I really hope you'll be able to join us this year!


----------



## Evilizabeth

*It's Kreeeeeeeping up!!*



Just a bump to remind everyone that the last day to order tee shirts is July 1st! 








http://www.customink.com/signup/101snfpc (Kreeps 2012)

http://www.customink.com/signup/101ulhqo (Zombabes 2012)

http://www.customink.com/signup/101v3f0o (Kreeps 2011)

http://www.customink.com/signup/101wf18u (Zombabes 2011)

Also, there's a super-secret treat in the works, something involving zombies, soldiers, mad inventions ,evil corporations... It'll be FUN! So much fun it'll kill us all! Oops 

I've said too much! You'll just have to wait and see. 

Hope to see you there!


----------



## badger

If you send a press release to [email protected] we will get that information on the next segment of the Big Scary Show's 'Deadline News'...

www.bigscaryshow.com


----------



## Evilizabeth

Wow. Thanks. Sent.


----------



## Evilizabeth

Well well, my Kreeps and Zombabes... July is upon us and that means Kreepfest is 

NEXT MONTH!!!! AAAAHHHHHHH!!!! ​
Okay... freakout contained.  

Now is the time to do some updating. First off, I am pleased to announce that we'll be hosting a very special event. A showing of local future phenomenon Incognito Cinema Warriors XP! 






Rick and the others behind this awesome show may even be putting in an appearance, you never know. A Zombie Prom might be enough to lure them out of the Cine-Sorrow to lay down some CORPS brand justice!

---------------------------------------------------------​
The next update is on our Macabre Motors show. 









photo by LoyalKNG

Everyone has to get to Kreepfest somehow. Why not arrive in style? Decorate your car, van, truck, bicycle, motorbike... whatever vehicle you may have, and enter the Macabre Motors contest! There will be a prize valued at fifty dollars, and a pretty darn groovy trophy to boot! The only rule is that any adornments that require power (props, inflatables, lights, etc.) must be run by the car or a generator, as no extention cords can be run into the parking lot from the building. Otherwise, feel free to do your ride up as you like. There is no need to register beforehand, just pick up a number at the sign-in desk. A special section of the parking lot will be set aside for contest entries. Registration is open until 12:00 Noon. Voting by your fellow Kreepfesters will take place Saturday afternoon.

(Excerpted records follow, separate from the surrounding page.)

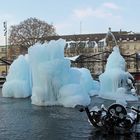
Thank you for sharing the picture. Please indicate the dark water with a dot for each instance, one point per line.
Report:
(20, 120)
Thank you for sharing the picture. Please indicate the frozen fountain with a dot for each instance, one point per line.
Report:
(46, 75)
(116, 83)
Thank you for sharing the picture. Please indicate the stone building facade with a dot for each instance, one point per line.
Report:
(93, 49)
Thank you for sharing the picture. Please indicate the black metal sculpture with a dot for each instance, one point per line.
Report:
(114, 119)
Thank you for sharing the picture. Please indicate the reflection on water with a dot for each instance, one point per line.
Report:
(20, 120)
(97, 135)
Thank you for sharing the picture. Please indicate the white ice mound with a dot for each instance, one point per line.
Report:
(115, 82)
(49, 78)
(18, 79)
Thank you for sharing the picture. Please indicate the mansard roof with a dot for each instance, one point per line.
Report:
(95, 37)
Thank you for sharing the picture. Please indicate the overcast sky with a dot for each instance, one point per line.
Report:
(74, 16)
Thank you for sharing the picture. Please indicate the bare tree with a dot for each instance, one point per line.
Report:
(29, 32)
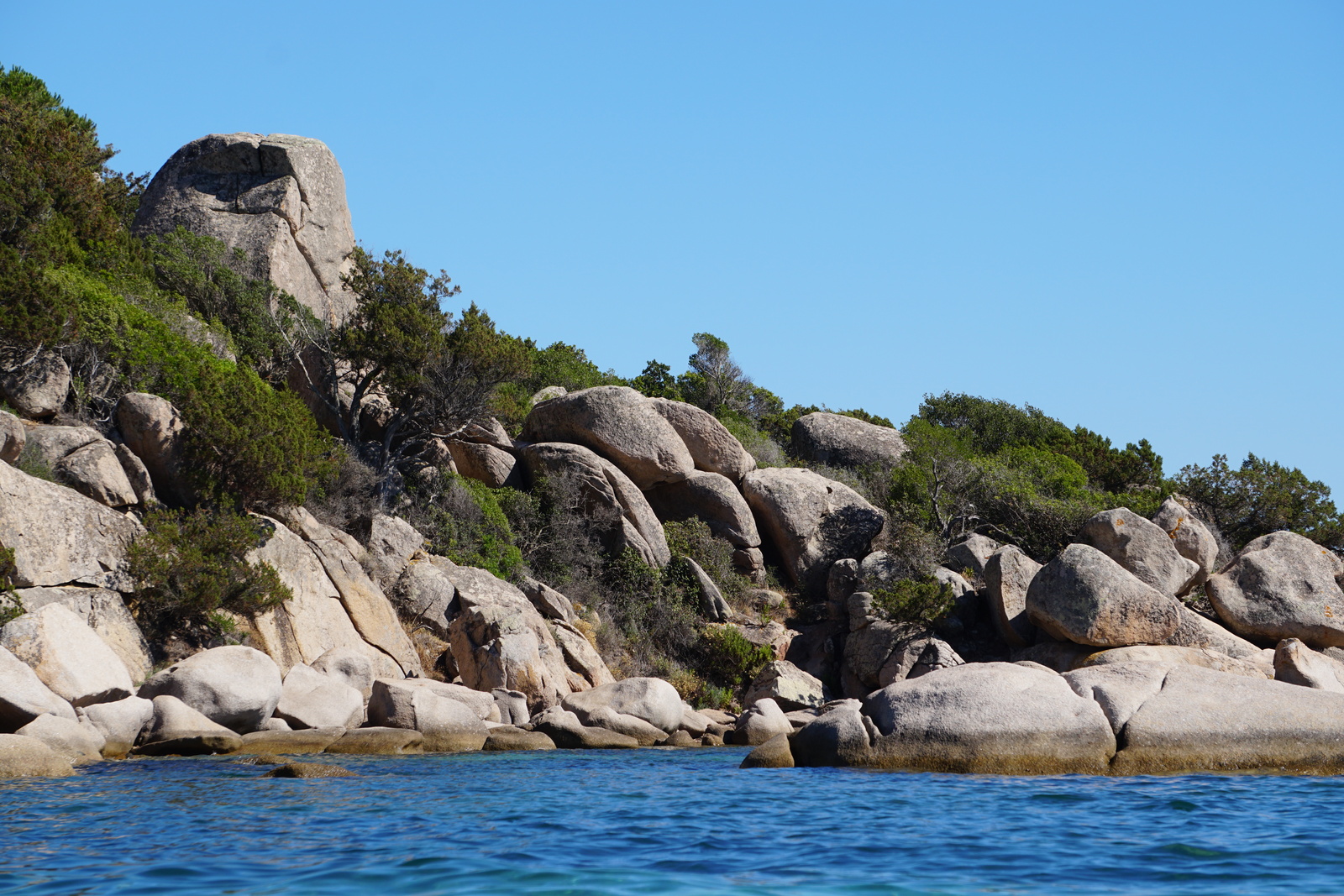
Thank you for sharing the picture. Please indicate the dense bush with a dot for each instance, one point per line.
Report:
(192, 573)
(921, 600)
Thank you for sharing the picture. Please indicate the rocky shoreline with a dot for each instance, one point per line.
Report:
(1095, 661)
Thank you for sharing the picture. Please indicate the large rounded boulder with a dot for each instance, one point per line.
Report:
(654, 700)
(1085, 597)
(234, 687)
(846, 441)
(1283, 586)
(620, 425)
(1142, 548)
(812, 520)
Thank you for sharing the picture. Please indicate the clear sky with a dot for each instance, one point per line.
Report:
(1126, 214)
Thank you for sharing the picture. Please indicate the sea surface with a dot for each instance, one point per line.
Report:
(658, 821)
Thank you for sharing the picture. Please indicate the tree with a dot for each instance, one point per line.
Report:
(434, 374)
(716, 380)
(1261, 497)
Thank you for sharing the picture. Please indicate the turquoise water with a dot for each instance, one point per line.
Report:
(658, 821)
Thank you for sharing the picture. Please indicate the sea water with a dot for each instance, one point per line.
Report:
(658, 821)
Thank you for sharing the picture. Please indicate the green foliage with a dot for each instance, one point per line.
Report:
(656, 380)
(921, 600)
(729, 658)
(262, 322)
(250, 443)
(190, 569)
(465, 521)
(1260, 497)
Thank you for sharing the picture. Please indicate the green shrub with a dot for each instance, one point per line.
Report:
(922, 600)
(729, 658)
(190, 570)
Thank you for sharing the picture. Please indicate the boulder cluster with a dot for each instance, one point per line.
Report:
(1110, 672)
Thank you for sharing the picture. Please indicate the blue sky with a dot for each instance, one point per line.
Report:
(1129, 215)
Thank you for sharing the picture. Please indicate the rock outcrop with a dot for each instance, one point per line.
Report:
(992, 718)
(846, 441)
(622, 426)
(1085, 597)
(711, 446)
(60, 537)
(606, 493)
(1283, 586)
(234, 687)
(812, 520)
(280, 197)
(1142, 548)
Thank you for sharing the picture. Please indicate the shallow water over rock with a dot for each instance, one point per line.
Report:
(656, 821)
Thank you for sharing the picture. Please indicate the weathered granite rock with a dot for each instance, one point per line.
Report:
(846, 441)
(380, 741)
(1206, 720)
(349, 667)
(1176, 654)
(107, 614)
(1008, 574)
(812, 521)
(711, 446)
(761, 721)
(313, 700)
(176, 730)
(549, 602)
(710, 497)
(96, 470)
(654, 700)
(391, 544)
(483, 463)
(606, 493)
(992, 718)
(138, 474)
(1194, 631)
(34, 382)
(279, 197)
(840, 736)
(788, 685)
(24, 696)
(1119, 688)
(425, 595)
(315, 620)
(1142, 548)
(60, 537)
(120, 723)
(152, 429)
(235, 687)
(711, 600)
(67, 656)
(568, 732)
(77, 743)
(1191, 537)
(620, 425)
(309, 770)
(772, 754)
(366, 605)
(13, 437)
(447, 725)
(1297, 664)
(30, 758)
(971, 553)
(508, 738)
(581, 656)
(1283, 586)
(1085, 597)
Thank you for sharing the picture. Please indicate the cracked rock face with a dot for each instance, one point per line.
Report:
(279, 196)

---------------------------------------------------------​
Also, don't forget there will be a centerpiece contest during Zombie Prom.








(Centerpiece by CandyMom / Pic by WormyT)

Design a centerpiece for your table according to the following rules.

+ Size rules: 18"x24" or smaller, no taller than 18" please. 
+ If it has a motor or lights or anything, it must run on batteries. 
+ No open flames, nothing that spews or might make a big mess please. 

The prom theme is Knight of the Living Dead, so feel free to work that into your centerpiece if you like, but it's not a requirement. 

That concludes today's updates and reminders. I hope to see you there!


----------



## badger

Kreepfest will be mentioned on the next 'Big Scary Show' coming out this weekend...

www.bigscaryshow.com


----------



## Evilizabeth

Ten days to Kreepfest!!!

It's not too late to book your room and come join us!


----------



## bourno

Only a few days away. Hoping to see some new faces at the gathering. See you guys Friday evening or Saturday for sure.


----------



## Blackrose1978

It's here!!!!! Finally!!!


----------



## bourno

Had a vehicle issue come up today and seems to be fixed. Most likely will be heading out Saturday morning to the big event.


----------



## MapThePlanet

Forgot about the Chief's game tonight, but I'll see everyone tomorrow


----------



## Evilizabeth

Wanted to wait until folk got their pics up. Just a little slide show to remind those who came what fun we had, and to tempt those who didn't to make the trip next August!!


----------



## Undertaker

Thanks for puttin that up Evil...coupla nice shots of my bald spot ! lol!


----------



## scarrycher

looks like you all had a blast!!


----------